According to Nielsen online 8,987,000 Australian internet users searched Google in the month of April 2008. It’s also interesting to note that, according to the same source, visitors on average will spend just 52 seconds on a web page.
In Australia in 2007, $1.346 billion was spent on online advertising in Australia. This was an increase of 34.5% on 2006 expenditure (source IAB).
The IAB groups online advertising into 3 categories – the break-up is below:
- General Display – $367 million (27.3%)
- Classifieds – $356.75 million (26.5%)
- Search and Directories – (46.2%)
In 2007 the fastest growing sector was search and directories – growing 56%.
Search advertising is advertising that is placed on search engines like Google, Yahoo!, Ninemsn (which uses Yahoo! advertising) and Sensis. The idea is that when a user types in a search term that matches a term that an advertiser has targeted, their ad will display.
It generally consists of a very short advertisement of just four lines. The heading (around 25 characters long), two lines of text (around 35 characters long each line) and a display URL (the destination you will arrive at if you click on the ad).
Advertisers bid an amount that they are prepared to pay for each click. In the case of Google AdWords, the amount an advertiser ends up paying per click will depend on the “quality score” of the advertisement, how relevant the ad is to the search term, the relevance of the page the visitor lands on, the amount of clicks it receives (in proportion to the number of times it is displayed), and also the amount of competition.
This model of advertising is called cost per click or pay per click (CPC or PPC for short), because the advertiser only pays when someone clicks on their ad. Depending on the industry, clicks can range from a few cents to tens of dollars per click.
These types of ads take a similar, although not necessarily identical, format to search ads. These ads are typically displayed on a page because they are relevant to the content on the page, not because someone has necessarily searched for that term. These ads can be text or images. Pricing can be CPC, or CPM (which is the cost per 1,000 impressions).
Directory advertising consists of online business directories – the most popular ones being Yellow Pages, dLook, TrueLocal and Hotfrog. There are also a lot of free directories and others that have been formed for specific industries (niche directories).
While printed directories have been available for many years, the movement to online has enabled directories to offer more for consumers and also advertisers. Advantages for consumers include the ability to quickly search by keyword or business name in very defined local area, being able see business reviews and more information about the business as well as being able to click through to a website, send off a quick email enquiry or request a quote all in the same session.
For advertisers the advantages include being able to write more information about their business and the products and services they offer, the ability to link to their email and website, as well as load video commercials and pictures.

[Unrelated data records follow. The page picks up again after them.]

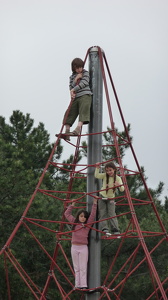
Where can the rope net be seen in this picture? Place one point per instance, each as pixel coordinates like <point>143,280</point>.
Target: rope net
<point>122,263</point>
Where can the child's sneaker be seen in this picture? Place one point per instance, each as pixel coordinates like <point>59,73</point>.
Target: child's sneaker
<point>116,231</point>
<point>76,132</point>
<point>106,231</point>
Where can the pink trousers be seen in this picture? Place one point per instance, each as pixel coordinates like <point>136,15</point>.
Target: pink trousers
<point>79,255</point>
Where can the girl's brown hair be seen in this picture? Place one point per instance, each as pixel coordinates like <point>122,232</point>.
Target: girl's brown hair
<point>110,165</point>
<point>76,63</point>
<point>86,215</point>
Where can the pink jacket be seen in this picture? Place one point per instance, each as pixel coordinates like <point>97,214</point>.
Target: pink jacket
<point>80,235</point>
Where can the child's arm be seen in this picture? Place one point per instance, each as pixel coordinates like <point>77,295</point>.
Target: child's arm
<point>119,184</point>
<point>97,174</point>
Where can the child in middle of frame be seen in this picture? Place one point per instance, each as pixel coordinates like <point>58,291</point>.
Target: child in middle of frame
<point>79,248</point>
<point>106,204</point>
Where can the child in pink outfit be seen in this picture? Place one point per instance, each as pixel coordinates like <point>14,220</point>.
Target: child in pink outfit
<point>79,248</point>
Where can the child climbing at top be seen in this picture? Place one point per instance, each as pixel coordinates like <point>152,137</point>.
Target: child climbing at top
<point>106,206</point>
<point>81,95</point>
<point>79,248</point>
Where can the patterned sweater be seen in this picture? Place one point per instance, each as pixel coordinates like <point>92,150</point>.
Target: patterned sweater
<point>81,88</point>
<point>110,193</point>
<point>80,235</point>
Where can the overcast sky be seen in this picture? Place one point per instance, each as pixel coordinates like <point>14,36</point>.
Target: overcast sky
<point>39,39</point>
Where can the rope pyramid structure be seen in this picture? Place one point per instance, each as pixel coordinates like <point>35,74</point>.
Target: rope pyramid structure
<point>126,264</point>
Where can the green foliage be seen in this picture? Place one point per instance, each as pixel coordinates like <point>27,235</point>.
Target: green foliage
<point>24,152</point>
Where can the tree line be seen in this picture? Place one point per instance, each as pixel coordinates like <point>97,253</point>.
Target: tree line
<point>24,151</point>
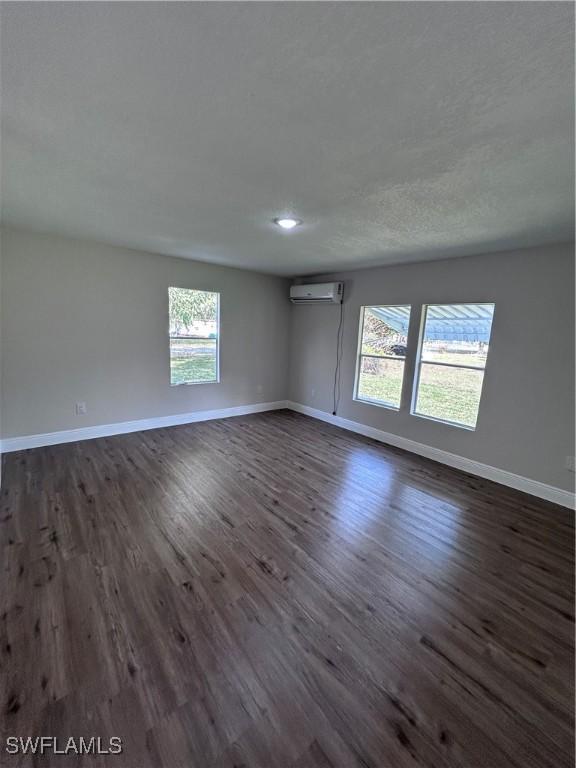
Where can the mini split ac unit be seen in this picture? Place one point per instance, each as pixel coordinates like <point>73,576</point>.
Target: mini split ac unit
<point>317,293</point>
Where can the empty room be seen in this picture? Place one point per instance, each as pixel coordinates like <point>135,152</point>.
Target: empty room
<point>287,349</point>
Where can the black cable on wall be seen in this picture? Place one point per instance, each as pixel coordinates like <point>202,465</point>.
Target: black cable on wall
<point>339,339</point>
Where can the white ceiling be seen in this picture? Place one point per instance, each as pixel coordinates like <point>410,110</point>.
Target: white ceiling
<point>397,131</point>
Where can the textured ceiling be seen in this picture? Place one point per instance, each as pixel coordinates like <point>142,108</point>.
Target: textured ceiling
<point>397,131</point>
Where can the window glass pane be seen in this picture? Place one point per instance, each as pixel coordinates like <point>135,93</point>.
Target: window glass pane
<point>450,394</point>
<point>457,334</point>
<point>192,360</point>
<point>193,336</point>
<point>385,330</point>
<point>380,380</point>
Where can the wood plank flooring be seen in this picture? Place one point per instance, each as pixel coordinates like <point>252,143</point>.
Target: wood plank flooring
<point>272,592</point>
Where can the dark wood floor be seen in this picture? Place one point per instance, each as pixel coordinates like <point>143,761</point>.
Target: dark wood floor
<point>272,591</point>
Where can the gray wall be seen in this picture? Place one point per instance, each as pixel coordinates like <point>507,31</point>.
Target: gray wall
<point>88,322</point>
<point>526,419</point>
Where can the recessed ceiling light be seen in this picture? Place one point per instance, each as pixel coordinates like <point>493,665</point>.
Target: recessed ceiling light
<point>287,223</point>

Display advertising is often served on a website by a digital media (advertising) agency, though some sites may have their own in-house ad servers. Many sites are also offering banner placements through Google as well.
Typically, banner advertising is paid on a CPM basis, though may also be offered on a CPC or CPA (cost per action). An example of CPA might be a financial institution that offers $X for each successful credit card application they receive. The CPA model is very popular with affiliate programs.
This form of advertising is popular with people (and businesses to a lesser extent) selling products. Cars and jobs are the most popular types of classifieds. This type of advertising was once popular with tradesmen.
Online Spending 2008
Expenditure on online advertising continued strong growth in the first quarter 2008 – increasing by 30.8% compared to the first quarter of 2007 (or around 1.5% on Q4 2007). This was the largest first quarter spend since reporting commenced in 2002 (source).